Tanaz Godiwalla is an acclaimed name in the Parsi community. Having inherited her parent’s catering business—Godiwalla Caterers—she helped build it to newer heights, and followed it up with another delicious venture, A Parsi Affair. On the sidelines of her first Parsi Bhonu pop-up outside Mumbai—at Chor Bizarre in Delhi recently—the noted caterer chats with Garima Sadhwani about the importance of authenticity in flavours, reinventing foods and traditions, and more
From Godiwalla Caterers to A Parsi Affair, what has your journey been like?
I took over my family’s catering business after my father passed away nearly 34 years ago. After that, there was no looking back for me. Around 2019, I decided to privatise my business to protect my key staff, streamline the business operations, and also branch out—into condiments and ready-to-cook gravies. Even within catering I have another arm for buffets, corporate catering, etc. It was a steep learning curve because as soon as I privatised, Covid hit in 2020, and obviously, the whole industry suffered. The one good thing was I managed to pay and retain my staff through that tough period. It has taught me to be the conductor of an orchestra, which has teams, and each team has a specific role. This organisation within my business has surely made the business move with the times.
In the past few years, we’ve seen a trend of revival of traditional cuisines. Could you tell us about how the Parsi community is keeping its authentic food alive?
Parsis are an extremely small community with age-old traditions and recipes passed down from generations to generations.
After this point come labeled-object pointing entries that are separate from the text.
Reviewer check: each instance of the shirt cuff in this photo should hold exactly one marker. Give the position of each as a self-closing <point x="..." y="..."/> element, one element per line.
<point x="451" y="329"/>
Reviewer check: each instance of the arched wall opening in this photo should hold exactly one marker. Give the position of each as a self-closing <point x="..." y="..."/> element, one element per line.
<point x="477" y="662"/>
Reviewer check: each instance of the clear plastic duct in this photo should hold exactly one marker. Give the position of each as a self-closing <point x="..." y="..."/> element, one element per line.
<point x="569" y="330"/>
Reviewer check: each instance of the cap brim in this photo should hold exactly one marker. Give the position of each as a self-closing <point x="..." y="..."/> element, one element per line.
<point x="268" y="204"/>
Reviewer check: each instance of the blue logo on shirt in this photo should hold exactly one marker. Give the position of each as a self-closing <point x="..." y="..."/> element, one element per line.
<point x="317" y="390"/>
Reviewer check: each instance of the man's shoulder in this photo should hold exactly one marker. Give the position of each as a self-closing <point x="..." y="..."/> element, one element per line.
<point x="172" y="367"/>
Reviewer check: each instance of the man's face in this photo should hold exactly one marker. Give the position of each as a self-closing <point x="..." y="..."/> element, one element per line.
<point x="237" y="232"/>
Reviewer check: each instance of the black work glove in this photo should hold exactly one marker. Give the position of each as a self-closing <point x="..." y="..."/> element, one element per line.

We, as a community, are very proud to display our food and open the doors for people to experience our traditional flavours.
Being a small community, we are even more protective of keeping the authenticity of our culture and flavours alive, which is a large part of my culinary journey, by not deviating from the age-old recipes and opening them up to an even wider society.
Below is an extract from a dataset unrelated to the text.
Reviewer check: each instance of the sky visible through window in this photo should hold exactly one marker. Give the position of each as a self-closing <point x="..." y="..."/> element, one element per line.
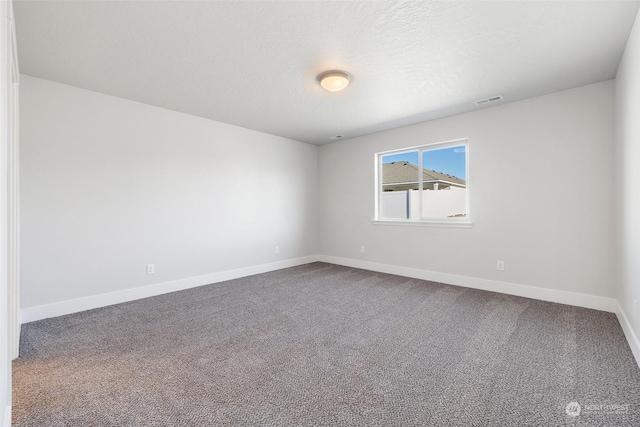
<point x="450" y="160"/>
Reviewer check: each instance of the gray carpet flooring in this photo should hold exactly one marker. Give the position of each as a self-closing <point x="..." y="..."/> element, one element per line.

The Parsi food eateries in Mumbai have been a part of the city’s fabric since time immemorial. Tell us about the connection between your identity, your food, and the city.
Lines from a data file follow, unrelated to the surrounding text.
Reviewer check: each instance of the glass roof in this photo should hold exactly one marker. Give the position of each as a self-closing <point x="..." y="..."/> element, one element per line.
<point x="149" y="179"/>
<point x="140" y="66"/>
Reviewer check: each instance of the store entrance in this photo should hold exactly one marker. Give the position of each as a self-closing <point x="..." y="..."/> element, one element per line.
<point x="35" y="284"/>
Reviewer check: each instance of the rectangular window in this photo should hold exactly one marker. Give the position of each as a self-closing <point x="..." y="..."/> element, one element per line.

I was born and brought up in Mumbai. Having the garam garam (piping hot) bun maska with chai or kheema pav in a very non-frills Parsi café with the most authentic flavours; or having the freshly prepared chicken crust patties in a cafe close to St Xavier’s College hugely influenced my taste buds, apart from the food my parents (who were caterers) prepared.
The main connection between these memories and my identity is that certain tastes and flavours stick in your head, the aroma of these dishes stays with you. At these places, where the portions were always generous, the food always did the talking.
All these years, have you been treading the traditional path, or reinventing your dishes as times change?
When times change, one has to move with them. I always keep the core dishes and flavours intact in my food—the way the dishes are traditionally meant to be. But I reinvent dishes, and introduce new dishes and appetisers all the time. One has to do that as people and their palates evolve. It is important to move with the times but keeping the core traditional flavours at the centre of it all is equally crucial.
Do you plan on bringing A Parsi Affair to Delhi as well?
I would love to bring A Parsi Affair to Delhi at some point, but there are no concrete plans yet. That said, sharing Parsi flavours with more people is something I’m always excited about, and I hope to make it happen in the future.